Researchers at the University of Surrey in England found that a certain strain of the cold virus — coxsackievirus, or CVA21 — is capable of destroying cancer cells in the bladder, The Telegraph reported.
Fifteen patients with non-muscle invasive bladder cancer were injected with CVA21 through a catheter one week before surgery to remove tumors.
Post-surgery tissue analysis showed that the virus not only targeted and killed cancer cells — but reproduced itself, making it even more powerful.
“The virus gets inside cancer cells and kills them by triggering an immune protein and that leads to signaling of other immune cells to come and join the party,” said Hardev Pandha, principal investigator of the study and professor of medical oncology at the University of Surrey.
Urine samples taken from the treated patients also showed “shedding” from the virus, meaning once the infected cancer cells died, the replicated virus continued attacking cancerous cells.
None of the patients involved in the study suffered serious side effects.

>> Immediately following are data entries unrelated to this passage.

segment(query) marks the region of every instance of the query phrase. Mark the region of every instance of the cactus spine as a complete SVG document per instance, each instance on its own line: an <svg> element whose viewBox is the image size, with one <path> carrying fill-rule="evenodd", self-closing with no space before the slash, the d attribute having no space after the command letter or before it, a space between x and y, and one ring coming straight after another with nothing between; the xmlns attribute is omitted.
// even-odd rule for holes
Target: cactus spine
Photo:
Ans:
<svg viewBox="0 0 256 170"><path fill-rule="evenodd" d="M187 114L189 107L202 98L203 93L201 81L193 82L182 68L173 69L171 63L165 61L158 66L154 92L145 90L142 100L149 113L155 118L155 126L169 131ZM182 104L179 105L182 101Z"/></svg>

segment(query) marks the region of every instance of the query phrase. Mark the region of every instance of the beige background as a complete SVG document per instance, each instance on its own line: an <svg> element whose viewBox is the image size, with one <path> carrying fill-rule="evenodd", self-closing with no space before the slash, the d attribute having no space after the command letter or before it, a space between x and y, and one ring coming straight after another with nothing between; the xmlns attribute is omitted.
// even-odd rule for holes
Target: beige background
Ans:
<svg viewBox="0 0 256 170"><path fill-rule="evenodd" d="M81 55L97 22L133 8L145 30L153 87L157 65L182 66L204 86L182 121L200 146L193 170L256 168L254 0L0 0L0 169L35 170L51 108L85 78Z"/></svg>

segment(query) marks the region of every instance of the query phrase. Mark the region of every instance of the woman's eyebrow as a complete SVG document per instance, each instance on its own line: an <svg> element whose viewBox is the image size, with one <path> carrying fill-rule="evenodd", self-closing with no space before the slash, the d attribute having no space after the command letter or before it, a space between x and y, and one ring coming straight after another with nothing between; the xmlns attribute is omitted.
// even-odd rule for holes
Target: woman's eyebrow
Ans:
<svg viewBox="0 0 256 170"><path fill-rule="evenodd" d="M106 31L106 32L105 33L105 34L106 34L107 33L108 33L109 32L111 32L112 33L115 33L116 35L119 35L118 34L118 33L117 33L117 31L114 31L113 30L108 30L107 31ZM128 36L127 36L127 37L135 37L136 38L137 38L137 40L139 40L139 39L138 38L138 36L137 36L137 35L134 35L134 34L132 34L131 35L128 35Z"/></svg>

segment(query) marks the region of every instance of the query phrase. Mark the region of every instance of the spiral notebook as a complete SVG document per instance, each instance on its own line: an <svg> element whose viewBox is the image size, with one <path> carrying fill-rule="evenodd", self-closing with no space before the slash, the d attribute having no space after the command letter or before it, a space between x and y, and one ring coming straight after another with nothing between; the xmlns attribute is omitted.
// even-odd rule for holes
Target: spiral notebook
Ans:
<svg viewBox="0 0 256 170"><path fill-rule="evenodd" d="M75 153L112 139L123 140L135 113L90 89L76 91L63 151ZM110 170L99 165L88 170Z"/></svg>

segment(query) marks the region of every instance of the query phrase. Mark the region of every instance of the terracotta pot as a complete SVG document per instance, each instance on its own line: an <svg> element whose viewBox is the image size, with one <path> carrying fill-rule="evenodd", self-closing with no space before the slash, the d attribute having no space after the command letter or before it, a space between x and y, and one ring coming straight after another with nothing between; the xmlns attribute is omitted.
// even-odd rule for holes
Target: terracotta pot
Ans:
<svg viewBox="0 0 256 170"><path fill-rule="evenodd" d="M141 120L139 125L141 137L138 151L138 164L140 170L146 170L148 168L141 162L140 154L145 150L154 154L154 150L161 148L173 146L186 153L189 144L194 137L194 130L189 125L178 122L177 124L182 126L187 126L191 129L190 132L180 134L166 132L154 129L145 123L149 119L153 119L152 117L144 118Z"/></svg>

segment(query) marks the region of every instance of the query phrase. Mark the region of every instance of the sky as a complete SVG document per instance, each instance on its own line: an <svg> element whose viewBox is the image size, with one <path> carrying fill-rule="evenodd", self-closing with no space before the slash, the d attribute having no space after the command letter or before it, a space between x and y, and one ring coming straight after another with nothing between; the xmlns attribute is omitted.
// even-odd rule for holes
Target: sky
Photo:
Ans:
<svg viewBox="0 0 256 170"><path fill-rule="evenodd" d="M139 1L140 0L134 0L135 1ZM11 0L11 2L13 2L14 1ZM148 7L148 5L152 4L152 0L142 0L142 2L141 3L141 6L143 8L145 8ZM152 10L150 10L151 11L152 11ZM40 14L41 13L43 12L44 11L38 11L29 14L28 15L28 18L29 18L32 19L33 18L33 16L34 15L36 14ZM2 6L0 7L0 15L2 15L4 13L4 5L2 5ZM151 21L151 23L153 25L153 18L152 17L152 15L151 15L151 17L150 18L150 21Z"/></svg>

“Reduction of tumor burden and increased cancer cell death was observed in all patients, and removed all traces of the disease in one patient following just one week of treatment, showing its potential effectiveness,” Pandha said.
Bladder cancer is the sixth most common cancer in the U,S. and the 10th in the United Kingdom.
Researchers plan on conducting another trial with more patients that couples the common cold virus with a targeted immunotherapy drug, known as a checkpoint inhibitor, which stops the immune system from attacking cancer cells.
They called the findings of the limited study potentially breakthrough.
“We are very excited about it. The virus gets into the cancer and replicates, like a little factory of viruses,” said Pandha. “It heats up the tumor environment, and is very specific in targeting the cancer. It had the least toxicity I have seen for years.”
Bladder cancer is typically treated by transurethral resection, an invasive procedure.
But this study suggests the common cold virus could one day revolutionize the way bladder cancer is treated.
It “could transform the way we treat cancer and could signal a move away from more established treatments such as chemotherapy,” said Dr. Nicola Annels, a University of Surrey research fellow.